M4v3R 3 days ago

We were investigating speech-to-speech for a project before and estimated that creating an end to end solution with the previous method would take us weeks at best for the MVP (because the pipeline was basically: speech -> whisper STT model -> text, retrieval, API calls, etc. -> prompt -> LLM -> text -> TTS model -> speech). If this works as advertised it could cut the amount of work required quite significantly, excited to try it out (when it’s available in Europe that is…).

  • joshstrange 2 days ago

    It’s not for a production-type thing but Home Assistant has this pipeline built in and you can swap out any of the 3 steps:

    * STT

    * LLM

    * TTS

    It’s pretty cool to be able to replace one of the parts, do some tests, then change another part.

    Again, it’s nothing you would use directly for a product but it’s fairly easy to test your pipeline by plugging into different aspects. (Also HA provides each component out of the box if you want them to handle STT/TTS and just test your LLM).
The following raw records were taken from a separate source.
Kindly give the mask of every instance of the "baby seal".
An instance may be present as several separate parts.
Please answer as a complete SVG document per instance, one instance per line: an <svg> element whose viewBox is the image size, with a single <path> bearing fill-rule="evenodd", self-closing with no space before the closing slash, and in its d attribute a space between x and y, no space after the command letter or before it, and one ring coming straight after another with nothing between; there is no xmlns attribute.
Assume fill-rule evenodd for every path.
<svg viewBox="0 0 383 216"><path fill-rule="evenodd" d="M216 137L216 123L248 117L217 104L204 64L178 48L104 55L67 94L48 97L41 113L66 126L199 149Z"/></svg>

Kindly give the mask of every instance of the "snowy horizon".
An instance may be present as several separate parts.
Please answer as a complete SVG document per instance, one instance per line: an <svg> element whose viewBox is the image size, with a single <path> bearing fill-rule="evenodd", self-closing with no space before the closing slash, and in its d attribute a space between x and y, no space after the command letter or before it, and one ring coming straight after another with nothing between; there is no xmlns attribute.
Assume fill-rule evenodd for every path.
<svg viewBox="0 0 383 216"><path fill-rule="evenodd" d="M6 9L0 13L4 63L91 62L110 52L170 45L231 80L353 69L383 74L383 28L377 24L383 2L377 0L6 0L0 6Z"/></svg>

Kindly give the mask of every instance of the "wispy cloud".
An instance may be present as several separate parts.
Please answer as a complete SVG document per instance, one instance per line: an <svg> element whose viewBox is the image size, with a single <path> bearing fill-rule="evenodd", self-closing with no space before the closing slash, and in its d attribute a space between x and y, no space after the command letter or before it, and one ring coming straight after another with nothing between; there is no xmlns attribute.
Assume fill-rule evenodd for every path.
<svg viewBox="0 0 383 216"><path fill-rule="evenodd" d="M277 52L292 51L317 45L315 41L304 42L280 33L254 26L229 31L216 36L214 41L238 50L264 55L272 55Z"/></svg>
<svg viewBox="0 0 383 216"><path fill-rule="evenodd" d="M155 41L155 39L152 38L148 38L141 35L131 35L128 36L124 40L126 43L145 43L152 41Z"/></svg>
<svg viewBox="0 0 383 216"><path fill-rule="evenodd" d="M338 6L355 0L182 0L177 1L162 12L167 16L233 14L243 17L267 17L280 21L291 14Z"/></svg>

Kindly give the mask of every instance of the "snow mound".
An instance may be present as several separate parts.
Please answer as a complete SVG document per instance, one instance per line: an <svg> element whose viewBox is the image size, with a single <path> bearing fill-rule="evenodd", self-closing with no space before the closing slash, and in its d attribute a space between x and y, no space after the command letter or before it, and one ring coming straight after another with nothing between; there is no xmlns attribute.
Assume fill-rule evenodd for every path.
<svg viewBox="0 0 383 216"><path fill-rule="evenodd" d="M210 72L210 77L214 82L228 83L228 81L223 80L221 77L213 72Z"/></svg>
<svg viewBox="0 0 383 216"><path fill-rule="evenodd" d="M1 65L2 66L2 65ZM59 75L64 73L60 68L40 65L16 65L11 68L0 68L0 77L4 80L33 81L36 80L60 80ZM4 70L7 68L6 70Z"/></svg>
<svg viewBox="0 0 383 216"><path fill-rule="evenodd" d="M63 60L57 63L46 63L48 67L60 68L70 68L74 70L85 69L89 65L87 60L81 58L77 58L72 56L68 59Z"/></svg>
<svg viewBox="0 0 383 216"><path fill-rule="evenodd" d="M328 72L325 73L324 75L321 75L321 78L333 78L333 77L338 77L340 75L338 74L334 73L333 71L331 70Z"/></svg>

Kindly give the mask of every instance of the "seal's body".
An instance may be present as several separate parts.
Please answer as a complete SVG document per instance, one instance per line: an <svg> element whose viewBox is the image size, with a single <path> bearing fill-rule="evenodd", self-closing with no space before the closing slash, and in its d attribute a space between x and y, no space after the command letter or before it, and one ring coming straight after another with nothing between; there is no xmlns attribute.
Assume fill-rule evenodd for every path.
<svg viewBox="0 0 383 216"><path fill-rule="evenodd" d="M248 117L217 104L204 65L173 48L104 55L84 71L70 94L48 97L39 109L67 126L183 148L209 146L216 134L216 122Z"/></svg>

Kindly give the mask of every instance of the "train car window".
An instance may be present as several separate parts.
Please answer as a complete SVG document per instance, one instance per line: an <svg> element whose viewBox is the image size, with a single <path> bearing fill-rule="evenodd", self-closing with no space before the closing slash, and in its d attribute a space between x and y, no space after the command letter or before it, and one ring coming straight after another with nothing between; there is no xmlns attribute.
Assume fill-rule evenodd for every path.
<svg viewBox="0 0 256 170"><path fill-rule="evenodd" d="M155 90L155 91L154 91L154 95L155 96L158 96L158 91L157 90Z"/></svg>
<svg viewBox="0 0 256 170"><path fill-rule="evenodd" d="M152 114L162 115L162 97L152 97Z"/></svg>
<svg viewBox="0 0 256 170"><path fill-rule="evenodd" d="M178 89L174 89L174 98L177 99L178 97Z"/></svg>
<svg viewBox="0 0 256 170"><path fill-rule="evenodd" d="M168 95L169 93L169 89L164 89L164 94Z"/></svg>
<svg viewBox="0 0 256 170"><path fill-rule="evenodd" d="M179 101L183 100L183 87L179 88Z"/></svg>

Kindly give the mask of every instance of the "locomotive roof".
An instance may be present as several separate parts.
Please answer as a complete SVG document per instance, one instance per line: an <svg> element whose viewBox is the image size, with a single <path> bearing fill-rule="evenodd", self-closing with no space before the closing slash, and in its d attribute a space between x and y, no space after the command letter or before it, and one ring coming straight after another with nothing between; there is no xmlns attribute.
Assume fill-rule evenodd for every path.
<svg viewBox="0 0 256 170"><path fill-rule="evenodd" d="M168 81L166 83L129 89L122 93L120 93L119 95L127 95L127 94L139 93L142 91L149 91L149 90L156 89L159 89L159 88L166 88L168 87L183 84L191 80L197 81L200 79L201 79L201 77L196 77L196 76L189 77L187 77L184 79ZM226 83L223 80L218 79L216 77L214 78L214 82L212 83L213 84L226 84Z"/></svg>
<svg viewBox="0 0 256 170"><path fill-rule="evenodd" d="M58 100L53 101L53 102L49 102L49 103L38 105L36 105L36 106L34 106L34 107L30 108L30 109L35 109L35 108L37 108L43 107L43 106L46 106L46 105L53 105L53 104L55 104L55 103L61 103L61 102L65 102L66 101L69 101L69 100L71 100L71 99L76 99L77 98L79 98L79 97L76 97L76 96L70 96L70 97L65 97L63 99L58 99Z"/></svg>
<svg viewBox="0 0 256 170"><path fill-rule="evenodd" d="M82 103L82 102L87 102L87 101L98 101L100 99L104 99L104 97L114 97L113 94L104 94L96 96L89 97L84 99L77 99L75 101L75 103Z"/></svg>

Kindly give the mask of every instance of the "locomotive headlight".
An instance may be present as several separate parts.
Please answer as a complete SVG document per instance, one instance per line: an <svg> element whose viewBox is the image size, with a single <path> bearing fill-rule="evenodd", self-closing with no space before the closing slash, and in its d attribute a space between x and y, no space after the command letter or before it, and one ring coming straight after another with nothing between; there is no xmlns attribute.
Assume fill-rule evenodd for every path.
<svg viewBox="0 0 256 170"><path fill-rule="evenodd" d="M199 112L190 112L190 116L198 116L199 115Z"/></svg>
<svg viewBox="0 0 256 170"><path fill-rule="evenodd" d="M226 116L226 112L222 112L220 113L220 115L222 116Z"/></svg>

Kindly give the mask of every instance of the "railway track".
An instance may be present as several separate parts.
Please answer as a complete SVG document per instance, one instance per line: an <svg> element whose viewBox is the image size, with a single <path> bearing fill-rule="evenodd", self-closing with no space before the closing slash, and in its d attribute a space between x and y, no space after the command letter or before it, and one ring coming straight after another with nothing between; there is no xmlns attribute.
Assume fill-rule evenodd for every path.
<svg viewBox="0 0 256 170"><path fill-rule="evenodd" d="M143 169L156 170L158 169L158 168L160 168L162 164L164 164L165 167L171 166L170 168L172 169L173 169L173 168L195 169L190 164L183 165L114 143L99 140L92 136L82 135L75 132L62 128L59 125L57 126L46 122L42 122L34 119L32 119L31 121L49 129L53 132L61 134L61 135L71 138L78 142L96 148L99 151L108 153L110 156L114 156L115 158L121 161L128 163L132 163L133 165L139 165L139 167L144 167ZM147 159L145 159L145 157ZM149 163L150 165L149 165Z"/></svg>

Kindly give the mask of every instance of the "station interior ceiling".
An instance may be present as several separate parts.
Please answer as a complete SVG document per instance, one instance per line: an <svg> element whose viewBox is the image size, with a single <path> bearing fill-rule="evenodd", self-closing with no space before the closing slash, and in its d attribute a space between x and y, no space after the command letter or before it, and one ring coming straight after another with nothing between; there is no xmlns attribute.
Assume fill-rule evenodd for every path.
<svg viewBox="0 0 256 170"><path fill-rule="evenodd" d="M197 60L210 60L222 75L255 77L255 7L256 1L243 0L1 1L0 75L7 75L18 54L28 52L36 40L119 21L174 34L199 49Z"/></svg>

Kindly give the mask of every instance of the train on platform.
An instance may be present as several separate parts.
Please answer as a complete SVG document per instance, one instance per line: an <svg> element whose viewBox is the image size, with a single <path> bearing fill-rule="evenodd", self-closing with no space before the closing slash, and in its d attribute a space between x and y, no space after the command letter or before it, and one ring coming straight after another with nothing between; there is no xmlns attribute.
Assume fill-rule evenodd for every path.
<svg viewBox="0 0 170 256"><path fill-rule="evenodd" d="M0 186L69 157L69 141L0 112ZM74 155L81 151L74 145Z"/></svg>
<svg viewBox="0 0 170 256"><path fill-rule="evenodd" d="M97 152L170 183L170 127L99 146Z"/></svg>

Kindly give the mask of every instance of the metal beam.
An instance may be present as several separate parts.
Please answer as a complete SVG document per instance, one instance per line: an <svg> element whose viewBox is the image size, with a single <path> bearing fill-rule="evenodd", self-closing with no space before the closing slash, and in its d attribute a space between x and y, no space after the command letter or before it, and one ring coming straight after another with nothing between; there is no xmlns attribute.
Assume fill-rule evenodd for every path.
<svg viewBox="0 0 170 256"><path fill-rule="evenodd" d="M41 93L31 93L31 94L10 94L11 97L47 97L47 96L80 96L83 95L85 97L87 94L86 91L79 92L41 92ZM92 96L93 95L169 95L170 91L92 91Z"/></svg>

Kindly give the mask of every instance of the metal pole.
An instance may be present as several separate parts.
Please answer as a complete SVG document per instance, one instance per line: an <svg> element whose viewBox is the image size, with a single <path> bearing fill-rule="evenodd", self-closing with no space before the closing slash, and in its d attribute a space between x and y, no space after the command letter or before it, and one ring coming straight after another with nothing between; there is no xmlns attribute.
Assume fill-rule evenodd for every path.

    • BrutalCoding 2 days ago

      Add VAD to this list and it’s basically the same stack that I am running on mobile phones (on-device). It doesn’t beat OpenAI’s voice chat in terms of speed and intelligence, but it’s funny.

      The LLM part isn’t great ofc due to the small size. Still experimenting with different models/tweaks until I’m satisfied enough with the total outcome on a recent’ish iPhone/Pixel.

  • michaelanckaert 2 days ago

    For what it's worth, I created an MVP solution using that pipeline that took about 3 days. I used the Azure AI Speech service and SDK. Worked pretty good despite the obvious long pipeline you described.

serf 2 days ago

it's frustrating that things like this get released from oAI but one still cannot use voice on the web-app, nor any of the advanced voice model stuff, without essentially emulating a phone.

it's hard to know who oAI is working for -- is it a developer resource group or an actual customer-facing business? it feels like they don't know, either.